How to Pay for Those School Reopenings?

There had been a placeholder in tonight's Board agenda for what they are calling "Acceleration of BTA III for New Student Assignment Plan". Basically, it should be titled, "How the Hell Do We Get This Done?"

Here are their ideas:

Seattle Public Schools has several options for financing the work required. These include:
Internal financing such as borrowing from the Capital Eligible Projects fund (CEP) and
Short-term public financing such as Revenue Anticipation Notes.

Internal Financing
Internal Financing offers the lowest total cost of borrowing. The District can borrow from CEP
reserves. The CEP fund balance as of January 31st, 2010 was $13.9M. Based on anticipated
property sales for this year, the CEP fund has the capacity to lend $8.5M to the BTA III program this year.

Revenue Anticipation Notes
Although the District has the ability to use Revenue Anticipation Notes to fund the $8.5M
needed to accelerate construction on the elementary schools, planned expenditures for work next year preclude being able to repay the notes within thirteen months.

Interest earnings on BTA III balances in later years could be used to fund interest payments to
CEP.

We estimate a negative cash flow of $8.5M for BTA III in the current fiscal year (FY2009-
2010). This shortfall is due to the need to accelerate construction for the reopening of schools
identified under the New Student Assignment Plan.

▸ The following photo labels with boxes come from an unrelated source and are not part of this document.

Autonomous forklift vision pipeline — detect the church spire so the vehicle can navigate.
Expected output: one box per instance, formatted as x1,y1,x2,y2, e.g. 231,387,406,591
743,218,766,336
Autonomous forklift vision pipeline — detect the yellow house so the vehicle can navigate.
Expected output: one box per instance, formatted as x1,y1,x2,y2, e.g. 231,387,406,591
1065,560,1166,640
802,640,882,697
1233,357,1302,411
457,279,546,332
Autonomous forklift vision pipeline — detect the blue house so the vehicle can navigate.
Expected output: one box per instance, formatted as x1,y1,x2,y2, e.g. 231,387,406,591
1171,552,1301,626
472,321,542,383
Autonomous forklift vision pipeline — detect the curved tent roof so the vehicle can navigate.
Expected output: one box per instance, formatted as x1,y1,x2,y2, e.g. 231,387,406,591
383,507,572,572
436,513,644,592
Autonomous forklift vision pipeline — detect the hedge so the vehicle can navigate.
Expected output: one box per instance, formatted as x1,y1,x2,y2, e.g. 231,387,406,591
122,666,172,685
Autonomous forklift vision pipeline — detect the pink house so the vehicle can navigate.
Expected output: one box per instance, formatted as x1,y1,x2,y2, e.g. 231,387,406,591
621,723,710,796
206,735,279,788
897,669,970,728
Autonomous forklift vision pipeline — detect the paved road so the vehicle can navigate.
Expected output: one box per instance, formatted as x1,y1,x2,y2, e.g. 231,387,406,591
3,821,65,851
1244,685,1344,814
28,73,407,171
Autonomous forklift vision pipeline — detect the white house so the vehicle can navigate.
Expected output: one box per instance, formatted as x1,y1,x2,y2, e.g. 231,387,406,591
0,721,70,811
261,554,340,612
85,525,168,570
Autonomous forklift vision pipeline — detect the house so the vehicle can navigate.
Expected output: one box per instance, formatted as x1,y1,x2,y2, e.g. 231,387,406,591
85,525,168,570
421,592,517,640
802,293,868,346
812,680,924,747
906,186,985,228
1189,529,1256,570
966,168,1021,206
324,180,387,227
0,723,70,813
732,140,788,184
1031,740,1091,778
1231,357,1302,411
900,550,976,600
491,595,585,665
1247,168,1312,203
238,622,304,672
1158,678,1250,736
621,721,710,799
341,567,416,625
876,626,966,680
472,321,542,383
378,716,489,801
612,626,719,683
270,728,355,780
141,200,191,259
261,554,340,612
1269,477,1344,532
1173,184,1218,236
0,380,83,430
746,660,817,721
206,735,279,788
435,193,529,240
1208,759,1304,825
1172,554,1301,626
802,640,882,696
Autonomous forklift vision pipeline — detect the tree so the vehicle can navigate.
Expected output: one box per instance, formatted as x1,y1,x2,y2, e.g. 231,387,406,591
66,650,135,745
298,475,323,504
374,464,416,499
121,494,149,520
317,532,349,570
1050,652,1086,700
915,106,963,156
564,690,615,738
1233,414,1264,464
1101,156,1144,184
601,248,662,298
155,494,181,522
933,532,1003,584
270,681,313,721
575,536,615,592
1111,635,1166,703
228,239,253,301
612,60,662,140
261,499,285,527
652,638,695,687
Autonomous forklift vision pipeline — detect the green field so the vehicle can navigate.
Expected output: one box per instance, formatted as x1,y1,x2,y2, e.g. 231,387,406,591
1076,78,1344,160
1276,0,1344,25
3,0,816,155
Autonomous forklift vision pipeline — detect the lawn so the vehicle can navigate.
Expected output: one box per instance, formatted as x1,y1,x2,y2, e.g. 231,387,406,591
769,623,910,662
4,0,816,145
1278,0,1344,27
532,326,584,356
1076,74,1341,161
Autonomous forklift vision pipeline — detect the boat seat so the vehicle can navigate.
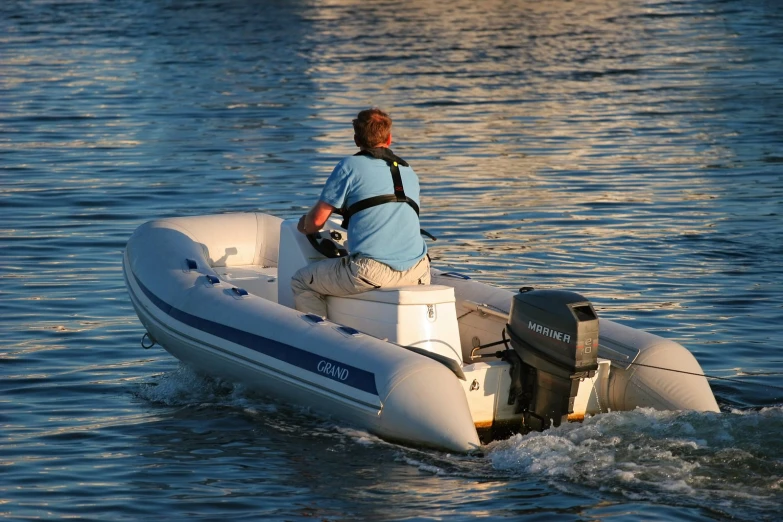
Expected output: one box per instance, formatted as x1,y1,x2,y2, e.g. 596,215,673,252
328,285,454,306
326,285,462,365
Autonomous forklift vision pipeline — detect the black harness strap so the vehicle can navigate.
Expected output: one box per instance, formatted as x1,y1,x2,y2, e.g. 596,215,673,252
341,147,419,229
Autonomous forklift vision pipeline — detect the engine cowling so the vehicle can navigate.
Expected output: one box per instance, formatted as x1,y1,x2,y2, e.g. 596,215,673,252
506,288,599,431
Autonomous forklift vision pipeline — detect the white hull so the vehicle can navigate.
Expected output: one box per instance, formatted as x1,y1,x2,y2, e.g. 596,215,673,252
123,213,718,451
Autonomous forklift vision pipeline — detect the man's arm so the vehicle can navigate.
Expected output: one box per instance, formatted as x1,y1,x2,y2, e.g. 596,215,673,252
296,200,335,234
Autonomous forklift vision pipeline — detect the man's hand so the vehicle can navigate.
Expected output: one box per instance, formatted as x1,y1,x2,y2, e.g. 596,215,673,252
296,201,334,235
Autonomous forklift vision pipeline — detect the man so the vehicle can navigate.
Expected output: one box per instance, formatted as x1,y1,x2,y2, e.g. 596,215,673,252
291,109,430,317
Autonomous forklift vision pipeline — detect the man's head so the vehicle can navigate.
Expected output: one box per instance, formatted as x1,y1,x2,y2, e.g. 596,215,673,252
353,108,391,149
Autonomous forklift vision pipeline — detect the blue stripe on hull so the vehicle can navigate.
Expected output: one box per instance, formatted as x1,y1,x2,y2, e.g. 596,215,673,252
133,274,378,395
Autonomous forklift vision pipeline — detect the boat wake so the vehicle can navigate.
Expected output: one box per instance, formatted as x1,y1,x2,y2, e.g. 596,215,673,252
137,365,783,519
406,406,783,518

What a mess. We are selling school bonds to try to lower the cost of the John Stanford Center. Now, we don't have the money to fix up the reopening schools in hand. So there is going to be a lot of movement of money from one pot to another, with paybacks along the way, etc. I'm a little confused as to why they don't just cancel the Ingraham addition in BEX III and use that. The money is sitting right there and the Ingraham project is months behind anyway. (The head of the BEX program said that if the court case involved nearby trees didn't get resolved soon, they would have to cancel it.)

And I see the district used their outside financial advisors, PFM, to figure all this out. I think I'll have to see how much we pay them.

Comments

Jet City mom said…
After reading about one employee in the Ridgefield district who stole $800K over a ten year period ( which is a small district compared to Seattle.)
I would want a detailed accounting of every penny and followup on results before I would feel good about finding money for new expenses that are not directly related to classrooms.

But if we have reduced transportation and consolidated buildings- didn't that put us back in the black?

I wanna see instead of " how are we going to pay for buildings/teachers/curriculum"- articles about "how are we going to pay legal fees"? connected to court decisions regarding assignment/curriculum- etc.
I think the savings realized from any building consolidation is long gone. There were the costs of moving communities and closing down buildings. I'm not sure we've realized any savings off transportation yet. But in the black? No, otherwise they wouldn't be scrambling for money.
Benjamin Leis said…
This comment has been removed by the author.
Benjamin Leis said…
Offtopic but I just read on the stranger that a group calling itself school defenders was going to serve a lawsuit at the school board meeting tonight. Does anyone know anything about this?
Thanks
Ben
Central Mom said…
Ben, For more info see Dan Dempsey's "Math Underground Blog"
yumpears said…
Sorry – off topic but I found it amusing (in a sort of dang the district is so incompetent kind of amusing). Just saw this posted on the West Seattle Blog Forum:

SPS enrollment online verification
“Just fyi, I called them. Due to a really large & unexpected influx of applications for open choice schools this year, the online verification system is delayed until this Friday.”